Design Considerations
History Length Selection
Short History (1-4 bits):
- Advantages: Small PHT, fast access, low cost
- Disadvantages: Limited pattern recognition, higher aliasing
Long History (8-16 bits):
- Advantages: Complex pattern recognition, lower aliasing
- Disadvantages: Large PHT, slower access, higher cost
Aliasing Effects
Aliasing occurs when different branch patterns map to the same PHT entry, causing interference:
- Constructive Aliasing: Different patterns with similar behavior share entries efficiently
- Destructive Aliasing: Conflicting patterns reduce prediction accuracy
- Mitigation: Larger PHT, better hash functions, or tagged entries
Performance Analysis
Accuracy Metrics
- Prediction Accuracy: Percentage of correct predictions
- Misprediction Rate: Percentage of incorrect predictions
- MPKI: Mispredictions per 1000 instructions
Factors Affecting Performance
Program Characteristics
- Branch frequency and distribution
- Control flow complexity
- Loop structures and nesting
Predictor Configuration
- History register length
- PHT size and organization
- Counter initialization
Workload Behavior
- Predictable vs. unpredictable branches
- Regular vs. irregular patterns
- Static vs. dynamic behavior
Advanced Correlating Predictors
Local vs. Global History
- Global History: Uses outcomes of all recent branches
- Local History: Uses outcomes of the same branch
- Hybrid: Combines both global and local information
Gshare Predictor
An efficient implementation that XORs the program counter with global history:
- Index = PC ⊕ GHR
- Provides better distribution and reduces aliasing
- Widely used in practice
Tournament Predictors
Combine multiple prediction mechanisms:
- Use a meta-predictor to choose between different predictors
- Adapt to different program phases
- Examples: Alpha 21264, Intel P6 microarchitecture
Real-World Implementation
Hardware Considerations
- Access Time: Prediction must complete in one cycle
- Power Consumption: Large tables consume significant power
- Area Cost: PHT size affects chip area
- Update Bandwidth: Multiple branches per cycle require parallel updates
Modern Processors
- Intel Core: Uses tournament predictors with local and global components
- AMD Zen: Implements perceptron-based predictors
- ARM Cortex: Uses hybrid predictors with multiple components
- RISC-V: Various implementations from simple to sophisticated
Applications and Examples
Loop Prediction
Consider a simple counting loop:
MOV R1, 0
MOV R2, 100
LOOP:
// loop body
ADD R1, R1, 1
BNE R1, R2, LOOP ; Branch taken 99 times, not-taken once
A correlating predictor can learn this pattern and predict accurately even for the final iteration.
Conditional Patterns
Complex conditional structures benefit from correlation:
if (a > 0) { ; Branch B1
if (b > 0) { ; Branch B2
// code
}
}
The outcome of B2 is correlated with B1 - if B1 is not-taken, B2 is never executed.

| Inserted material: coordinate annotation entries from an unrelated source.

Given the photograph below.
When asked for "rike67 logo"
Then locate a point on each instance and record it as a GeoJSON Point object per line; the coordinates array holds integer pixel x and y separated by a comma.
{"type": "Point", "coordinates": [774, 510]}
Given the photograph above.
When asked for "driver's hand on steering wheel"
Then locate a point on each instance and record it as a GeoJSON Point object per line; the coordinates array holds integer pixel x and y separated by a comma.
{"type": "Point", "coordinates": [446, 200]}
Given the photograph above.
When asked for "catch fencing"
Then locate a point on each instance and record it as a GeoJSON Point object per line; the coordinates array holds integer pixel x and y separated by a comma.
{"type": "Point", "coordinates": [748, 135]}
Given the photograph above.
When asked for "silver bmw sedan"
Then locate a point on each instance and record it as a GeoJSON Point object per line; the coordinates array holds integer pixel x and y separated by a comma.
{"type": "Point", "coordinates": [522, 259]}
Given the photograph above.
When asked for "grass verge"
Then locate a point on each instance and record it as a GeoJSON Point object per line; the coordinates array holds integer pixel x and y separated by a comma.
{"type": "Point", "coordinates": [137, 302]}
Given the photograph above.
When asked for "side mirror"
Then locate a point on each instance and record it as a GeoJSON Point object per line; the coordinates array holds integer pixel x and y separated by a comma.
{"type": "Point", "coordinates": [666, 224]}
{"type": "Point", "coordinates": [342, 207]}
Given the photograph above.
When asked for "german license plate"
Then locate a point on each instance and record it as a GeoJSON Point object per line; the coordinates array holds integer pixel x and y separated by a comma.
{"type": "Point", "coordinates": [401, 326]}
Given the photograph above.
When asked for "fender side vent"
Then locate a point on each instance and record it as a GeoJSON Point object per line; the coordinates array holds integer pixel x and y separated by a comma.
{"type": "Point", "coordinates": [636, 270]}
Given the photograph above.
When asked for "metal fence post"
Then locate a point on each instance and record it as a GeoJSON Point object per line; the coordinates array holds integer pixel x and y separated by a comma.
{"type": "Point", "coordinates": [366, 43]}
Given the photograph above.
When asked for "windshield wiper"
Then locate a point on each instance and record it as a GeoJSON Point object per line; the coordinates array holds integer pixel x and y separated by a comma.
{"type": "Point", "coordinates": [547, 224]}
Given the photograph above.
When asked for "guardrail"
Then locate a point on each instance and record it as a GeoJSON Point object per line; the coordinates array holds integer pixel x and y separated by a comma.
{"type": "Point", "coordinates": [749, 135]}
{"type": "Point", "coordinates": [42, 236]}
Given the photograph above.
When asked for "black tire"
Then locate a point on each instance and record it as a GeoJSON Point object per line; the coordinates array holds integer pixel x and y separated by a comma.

Limitations and Challenges
- Cold Start: No history available for new branches
- Capacity Limits: Finite PHT size limits pattern storage
- Interference: Aliasing reduces effectiveness
- Training Time: Predictors need time to learn patterns
- Context Switches: History may become irrelevant after context changes
Conclusion
Correlating branch predictors represent a significant advancement in processor design, enabling high-performance instruction pipelines by accurately predicting complex branch behavior. Understanding their operation, benefits, and limitations is crucial for computer architects and performance engineers working on modern processor designs.
The key insight that branch outcomes are often correlated has led to a family of sophisticated predictors that form the foundation of branch prediction in contemporary processors, directly impacting the performance of virtually all modern computing systems.